Tuo Zuhai, from the China Animation Comic Game Group, spoke about the value of partnerships for animation across cultures. In particular, Dreamworks have a joint production with China on KungFu Panda.
“In 2012, DreamWorks Animation took a gamble and launched Oriental DreamWorks, a US$330 million joint venture that was the first of its kind,” said Zuhai. “What started with the launch of the original Kung Fu Panda film is paying off significantly, with the release of Kung Fu Panda 3 out this year.”
Both Te Ururoa Flavell and Paul Majurey emphasised how important partnerships are for the Māori economy. For Māori, relationships are about mana. Māori are spiritual people, and agreements are based on trust. Their motivation in business reflects their world view: that long-term sustainability is more important than profit.

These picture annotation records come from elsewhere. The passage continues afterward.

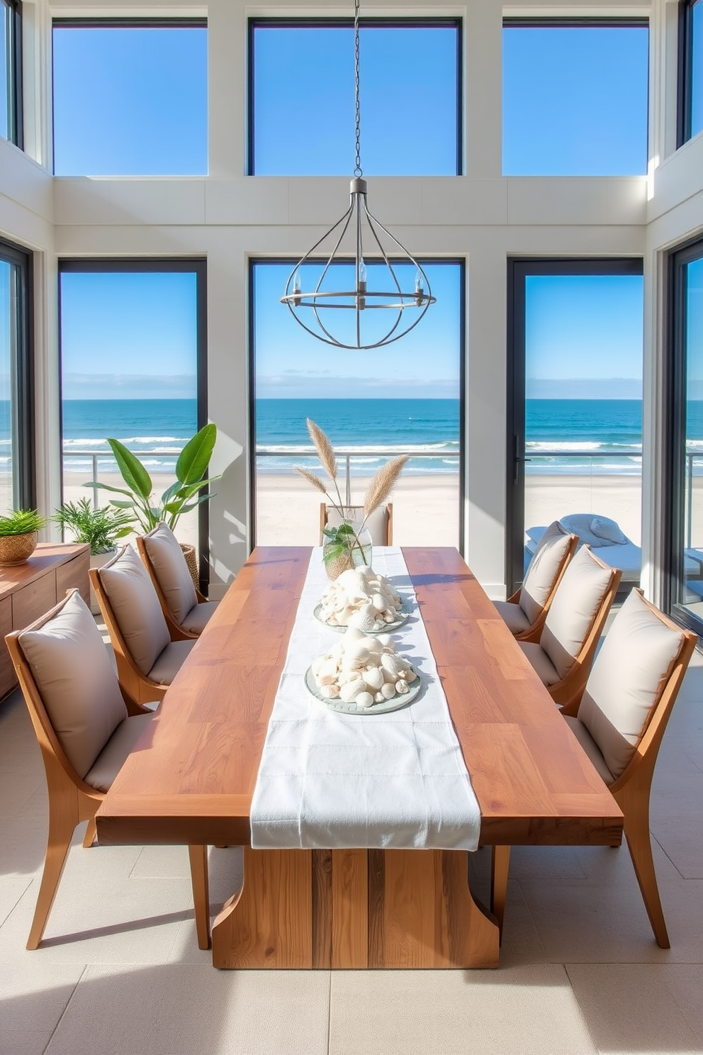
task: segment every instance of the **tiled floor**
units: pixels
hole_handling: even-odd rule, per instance
[[[655,775],[670,951],[629,855],[516,848],[502,963],[476,972],[218,972],[199,952],[184,847],[94,847],[79,829],[42,947],[24,950],[45,841],[38,747],[0,708],[2,1055],[581,1055],[703,1051],[703,657]],[[475,855],[485,886],[487,851]],[[213,907],[235,849],[210,852]]]

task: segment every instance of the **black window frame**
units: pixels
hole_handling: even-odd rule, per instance
[[[0,238],[0,261],[17,268],[17,354],[11,399],[13,419],[13,492],[18,509],[37,504],[34,371],[34,260],[21,246]]]
[[[406,261],[390,257],[391,264],[403,264]],[[417,263],[423,267],[434,264],[453,264],[460,268],[460,302],[458,302],[458,541],[456,549],[464,556],[465,505],[466,505],[466,271],[468,262],[465,256],[417,256]],[[311,257],[312,263],[325,262],[325,257]],[[339,264],[353,263],[352,257],[340,257]],[[250,256],[248,266],[248,353],[247,370],[249,377],[249,478],[252,481],[249,488],[249,523],[251,524],[251,550],[256,545],[256,319],[254,305],[254,269],[258,264],[282,264],[289,268],[295,264],[290,256]]]
[[[54,161],[55,127],[54,113],[54,31],[62,26],[73,30],[207,30],[207,18],[53,18],[52,19],[52,173],[56,174]],[[210,100],[208,100],[208,120]],[[210,148],[209,148],[210,149]],[[210,165],[208,165],[210,169]],[[207,174],[206,174],[207,175]],[[118,177],[123,178],[123,177]],[[156,176],[145,176],[147,179],[158,179]],[[163,176],[162,178],[172,178]],[[175,178],[180,178],[176,176]],[[185,177],[187,178],[187,177]]]
[[[2,0],[9,12],[9,47],[7,66],[8,128],[7,141],[24,149],[22,91],[22,4],[20,0]]]
[[[677,70],[677,150],[691,136],[694,89],[694,7],[703,0],[679,3],[679,57]],[[702,72],[703,73],[703,72]],[[698,133],[696,133],[698,135]]]
[[[644,258],[642,256],[508,256],[505,468],[505,568],[508,596],[519,589],[525,575],[526,279],[529,275],[590,274],[643,275]],[[516,523],[521,525],[520,534]]]
[[[560,18],[560,17],[548,17],[543,18],[539,16],[533,17],[522,17],[506,16],[503,19],[503,28],[516,28],[516,30],[529,30],[529,28],[554,28],[554,30],[569,30],[569,28],[584,28],[584,30],[611,30],[611,28],[623,28],[623,30],[646,30],[647,31],[647,141],[645,143],[645,157],[649,157],[649,63],[650,63],[650,45],[651,45],[651,25],[649,24],[649,19],[646,16],[636,17],[618,17],[613,18],[601,17],[601,18],[589,18],[575,17],[575,18]],[[521,178],[515,177],[505,177],[505,178]],[[532,178],[532,177],[524,177]],[[535,176],[539,179],[548,179],[549,176]],[[564,177],[562,177],[564,178]],[[567,177],[567,178],[590,178],[590,177]],[[599,178],[593,177],[593,178]],[[606,177],[608,178],[608,177]],[[617,176],[613,178],[618,178]]]
[[[61,275],[62,274],[139,274],[165,273],[195,274],[196,300],[196,424],[208,424],[208,260],[204,256],[60,256],[58,271],[58,326],[59,326],[59,429],[63,450],[63,354],[61,348]],[[61,454],[63,460],[63,454]],[[61,472],[61,501],[63,501],[63,472]],[[210,583],[210,503],[198,506],[198,577],[200,592],[208,596]]]
[[[254,35],[258,27],[280,30],[334,30],[353,28],[353,18],[265,18],[252,17],[248,20],[247,27],[247,162],[246,174],[255,176],[256,173],[256,142],[255,142],[255,121],[254,121],[254,69],[255,49]],[[456,33],[456,171],[455,176],[464,175],[464,37],[462,18],[359,18],[359,30],[377,27],[380,30],[393,28],[425,28],[444,27],[452,28]],[[351,130],[350,130],[351,134]],[[319,173],[325,176],[326,173]],[[281,177],[286,178],[286,177]],[[403,178],[423,178],[422,173],[416,176],[396,176]]]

“Māori want to hear your heart, not just slick words,” Flavell said. “If there is no connection to your heart, then there can be no deal – because it will be doomed from the start.”
“There’s a lot of affinity between New Zealand expertise and LA opportunity. It makes for very natural and strong partnerships that will drive New Zealand exports, particularly intellectual property exports, into the future.” -Leon Grice
Leon Grice, New Zealand’s Consul-General to Los Angeles, shared similar views on the importance of partnerships. “There’s a lot of affinity between New Zealand expertise and LA opportunity,” said Grice. “It makes for very natural and strong partnerships that will drive New Zealand exports, particularly intellectual property exports, into the future.”
Rebecca Needham, New Zealand Consul-General to Guangzhou, expressed similar thoughts. “Looking to the future, a more exciting area is around the opportunities for New Zealand, and LA for that matter, to partner with Guanzghou in the innovation and technology sectors, or in business development, or at the intersection of these areas.”
As Needham said, bringing the joint ventures and partnerships that so many speakers extolled the virtues of will require a mindset shift by the Auckland business community: a need to “look beyond Guangzhou, and China for that matter, as simply a market for our goods and services, and emphasising the potential for partnerships that really create new economic value.”